Olympic medal record

Men's field hockey

Representing India

= Earnest Goodsir-Cullen =

Indian field hockey player (1912–1993)

Earnest John Goodsir-Cullen (15 July 1912 - December 1993) was an Indian field hockey player who competed in the 1936 Summer Olympics.

In 1936, he was a member of the Indian field hockey team, which won the gold medal in Berlin. He played in all five matches as halfback.

==Personal life==
Goodsir-Cullen was born in Kasauli, India and educated at St. George's College at Musoorie, and Madras University where he qualified as a medical doctor. During World War II he served as an officer in the Indian Army Medical Corps where he was attached to several different regiments and was posted to Iraq and Palestine on active service. In 1945, he married Captain Elsie Victoria Spratt, a QA officer in the British Army and their first son, Sean Patrick, was born in March 1946 in Poona. In 1947, the family went to live with Elsie's mother in Portstewart, County Londonderry, Northern Ireland and Ernest had to re-qualify as a doctor at Queen's University, Belfast.

After finishing his academic work in Belfast, Goodsir-Cullen took his family to London where he completed his training at the Westminster Hospital, which he also represented at hockey and, as by far the oldest player, at seven a side rugby where his pace on the wing was an asset. From London he took his family to Ipswich, Suffolk, where he had obtained a post as an assistant in a general practice. His second son, Niall Jonathan Martin, was born on 10 August 1951.

Goodsir-Cullen was contacted by a fellow graduate of Madras University whose medical practice was looking for another partner. He took his family to Middlesbrough where he worked as a GP in the practice for most of the next 35 years.

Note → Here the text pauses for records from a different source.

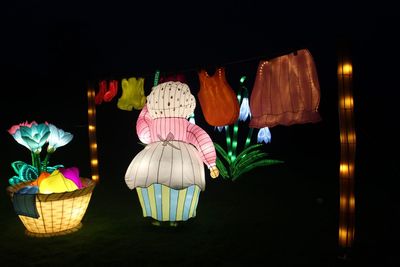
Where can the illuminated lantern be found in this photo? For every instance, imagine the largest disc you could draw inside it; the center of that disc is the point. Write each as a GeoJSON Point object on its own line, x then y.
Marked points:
{"type": "Point", "coordinates": [132, 94]}
{"type": "Point", "coordinates": [286, 91]}
{"type": "Point", "coordinates": [56, 183]}
{"type": "Point", "coordinates": [168, 173]}
{"type": "Point", "coordinates": [218, 101]}
{"type": "Point", "coordinates": [73, 175]}
{"type": "Point", "coordinates": [57, 213]}
{"type": "Point", "coordinates": [47, 204]}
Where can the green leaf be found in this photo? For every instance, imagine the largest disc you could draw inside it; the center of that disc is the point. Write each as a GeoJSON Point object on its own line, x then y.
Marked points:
{"type": "Point", "coordinates": [222, 170]}
{"type": "Point", "coordinates": [14, 180]}
{"type": "Point", "coordinates": [250, 159]}
{"type": "Point", "coordinates": [17, 165]}
{"type": "Point", "coordinates": [223, 153]}
{"type": "Point", "coordinates": [247, 150]}
{"type": "Point", "coordinates": [28, 172]}
{"type": "Point", "coordinates": [55, 167]}
{"type": "Point", "coordinates": [260, 163]}
{"type": "Point", "coordinates": [248, 156]}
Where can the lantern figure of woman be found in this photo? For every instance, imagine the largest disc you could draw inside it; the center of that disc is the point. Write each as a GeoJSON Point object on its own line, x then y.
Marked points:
{"type": "Point", "coordinates": [168, 173]}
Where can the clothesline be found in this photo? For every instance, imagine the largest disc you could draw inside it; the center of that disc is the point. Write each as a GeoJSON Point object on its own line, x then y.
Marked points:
{"type": "Point", "coordinates": [149, 75]}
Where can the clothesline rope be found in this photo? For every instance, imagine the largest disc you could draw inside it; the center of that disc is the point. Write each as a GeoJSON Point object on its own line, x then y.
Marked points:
{"type": "Point", "coordinates": [150, 75]}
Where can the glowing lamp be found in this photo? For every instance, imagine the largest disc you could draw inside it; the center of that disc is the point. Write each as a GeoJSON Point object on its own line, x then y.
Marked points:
{"type": "Point", "coordinates": [345, 69]}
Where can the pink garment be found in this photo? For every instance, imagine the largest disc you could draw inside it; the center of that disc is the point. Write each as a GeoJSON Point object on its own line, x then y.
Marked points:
{"type": "Point", "coordinates": [150, 130]}
{"type": "Point", "coordinates": [175, 78]}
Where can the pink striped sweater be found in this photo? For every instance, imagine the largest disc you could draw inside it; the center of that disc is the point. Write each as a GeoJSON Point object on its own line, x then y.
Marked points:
{"type": "Point", "coordinates": [153, 130]}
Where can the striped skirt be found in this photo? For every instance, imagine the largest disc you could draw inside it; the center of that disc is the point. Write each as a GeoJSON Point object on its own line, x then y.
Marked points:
{"type": "Point", "coordinates": [174, 164]}
{"type": "Point", "coordinates": [166, 204]}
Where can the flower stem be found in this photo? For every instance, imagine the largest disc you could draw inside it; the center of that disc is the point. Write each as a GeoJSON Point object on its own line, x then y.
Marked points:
{"type": "Point", "coordinates": [248, 139]}
{"type": "Point", "coordinates": [234, 141]}
{"type": "Point", "coordinates": [46, 161]}
{"type": "Point", "coordinates": [228, 141]}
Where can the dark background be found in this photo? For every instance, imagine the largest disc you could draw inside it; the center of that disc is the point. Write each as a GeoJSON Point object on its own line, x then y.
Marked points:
{"type": "Point", "coordinates": [50, 52]}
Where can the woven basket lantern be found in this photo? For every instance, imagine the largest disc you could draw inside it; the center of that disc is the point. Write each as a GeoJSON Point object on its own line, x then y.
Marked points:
{"type": "Point", "coordinates": [58, 213]}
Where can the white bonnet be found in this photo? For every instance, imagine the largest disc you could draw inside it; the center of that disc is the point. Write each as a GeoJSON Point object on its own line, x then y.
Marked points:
{"type": "Point", "coordinates": [171, 99]}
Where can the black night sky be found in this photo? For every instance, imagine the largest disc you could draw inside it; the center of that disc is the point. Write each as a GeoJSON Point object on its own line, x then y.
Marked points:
{"type": "Point", "coordinates": [51, 52]}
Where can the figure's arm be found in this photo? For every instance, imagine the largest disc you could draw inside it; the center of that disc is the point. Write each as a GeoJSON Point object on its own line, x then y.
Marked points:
{"type": "Point", "coordinates": [202, 141]}
{"type": "Point", "coordinates": [143, 126]}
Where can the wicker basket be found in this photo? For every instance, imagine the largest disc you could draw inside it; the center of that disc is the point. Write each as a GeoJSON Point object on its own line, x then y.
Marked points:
{"type": "Point", "coordinates": [59, 213]}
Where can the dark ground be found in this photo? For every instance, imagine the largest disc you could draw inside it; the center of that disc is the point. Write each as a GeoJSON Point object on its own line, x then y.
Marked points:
{"type": "Point", "coordinates": [280, 215]}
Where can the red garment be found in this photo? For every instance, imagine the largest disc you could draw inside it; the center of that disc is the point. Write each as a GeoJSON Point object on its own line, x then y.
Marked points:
{"type": "Point", "coordinates": [98, 99]}
{"type": "Point", "coordinates": [112, 91]}
{"type": "Point", "coordinates": [217, 99]}
{"type": "Point", "coordinates": [286, 91]}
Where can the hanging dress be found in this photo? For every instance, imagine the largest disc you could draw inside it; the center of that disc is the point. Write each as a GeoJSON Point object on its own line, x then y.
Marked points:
{"type": "Point", "coordinates": [217, 99]}
{"type": "Point", "coordinates": [286, 91]}
{"type": "Point", "coordinates": [132, 94]}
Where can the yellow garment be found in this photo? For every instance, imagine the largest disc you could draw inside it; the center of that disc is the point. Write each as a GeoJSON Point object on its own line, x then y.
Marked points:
{"type": "Point", "coordinates": [56, 183]}
{"type": "Point", "coordinates": [132, 94]}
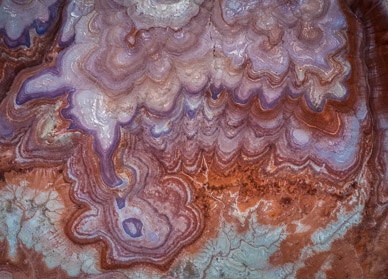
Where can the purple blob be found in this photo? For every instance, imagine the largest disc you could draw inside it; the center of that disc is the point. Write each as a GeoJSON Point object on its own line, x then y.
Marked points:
{"type": "Point", "coordinates": [132, 227]}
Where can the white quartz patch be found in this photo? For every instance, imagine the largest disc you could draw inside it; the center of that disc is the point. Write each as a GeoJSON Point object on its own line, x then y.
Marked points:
{"type": "Point", "coordinates": [33, 217]}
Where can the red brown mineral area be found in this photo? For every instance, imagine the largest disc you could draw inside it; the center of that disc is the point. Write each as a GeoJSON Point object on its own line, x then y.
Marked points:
{"type": "Point", "coordinates": [187, 139]}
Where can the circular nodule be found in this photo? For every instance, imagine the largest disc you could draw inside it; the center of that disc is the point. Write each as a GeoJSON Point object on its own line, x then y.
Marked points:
{"type": "Point", "coordinates": [133, 227]}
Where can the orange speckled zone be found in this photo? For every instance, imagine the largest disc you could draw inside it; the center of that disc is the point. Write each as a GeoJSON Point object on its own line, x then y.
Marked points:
{"type": "Point", "coordinates": [193, 139]}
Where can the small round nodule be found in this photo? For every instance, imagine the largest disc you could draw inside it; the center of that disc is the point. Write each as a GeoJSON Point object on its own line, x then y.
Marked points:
{"type": "Point", "coordinates": [133, 227]}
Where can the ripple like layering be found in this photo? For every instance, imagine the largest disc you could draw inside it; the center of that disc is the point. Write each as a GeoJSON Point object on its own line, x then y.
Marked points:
{"type": "Point", "coordinates": [193, 139]}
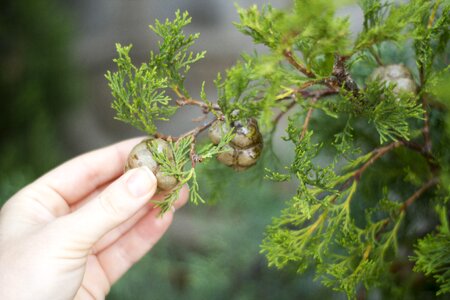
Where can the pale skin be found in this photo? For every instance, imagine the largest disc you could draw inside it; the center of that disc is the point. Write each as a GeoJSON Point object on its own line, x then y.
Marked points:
{"type": "Point", "coordinates": [75, 231]}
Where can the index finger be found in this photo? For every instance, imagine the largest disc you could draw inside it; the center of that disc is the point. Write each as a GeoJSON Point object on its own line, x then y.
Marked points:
{"type": "Point", "coordinates": [82, 175]}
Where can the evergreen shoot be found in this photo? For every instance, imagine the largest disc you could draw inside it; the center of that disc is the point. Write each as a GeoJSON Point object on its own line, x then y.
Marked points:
{"type": "Point", "coordinates": [367, 119]}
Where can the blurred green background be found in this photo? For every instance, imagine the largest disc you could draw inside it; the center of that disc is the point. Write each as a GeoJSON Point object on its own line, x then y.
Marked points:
{"type": "Point", "coordinates": [56, 104]}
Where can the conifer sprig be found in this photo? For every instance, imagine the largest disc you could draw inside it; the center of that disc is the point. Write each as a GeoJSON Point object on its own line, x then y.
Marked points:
{"type": "Point", "coordinates": [386, 152]}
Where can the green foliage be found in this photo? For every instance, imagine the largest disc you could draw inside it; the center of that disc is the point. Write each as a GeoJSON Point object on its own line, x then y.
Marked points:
{"type": "Point", "coordinates": [432, 254]}
{"type": "Point", "coordinates": [374, 152]}
{"type": "Point", "coordinates": [140, 93]}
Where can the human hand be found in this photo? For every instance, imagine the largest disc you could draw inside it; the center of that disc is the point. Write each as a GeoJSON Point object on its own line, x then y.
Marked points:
{"type": "Point", "coordinates": [76, 230]}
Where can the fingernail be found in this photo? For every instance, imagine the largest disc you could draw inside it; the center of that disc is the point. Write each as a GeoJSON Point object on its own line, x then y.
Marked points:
{"type": "Point", "coordinates": [141, 182]}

His third son, Christopher Dermot, was born on 10 August 1959, coincidentally the birthday of Niall.

In 1980, Elsie died after a short illness. Two years later Goodsir-Cullen married Maud Elizabeth Lowe née Spratt, an elder sister of Elsie. In 1985 they moved to Portstewart where they were both active in golf and bowls until Ernest's death. Maud died in 2009.

His older brother William won a gold medal at the 1928 Summer Olympics as a member of Indian field hockey team.

==Playing career==
Goodsir-Cullen continued playing hockey. At club level, he played for Portrush and Queen's University. He also played for Ulster and was asked to play at the 1952 Olympics for Ireland, 16 years after representing India in Berlin. Preparations for the Olympics clashed with Ernest's finals in Belfast, however, so he had to decline the invitation.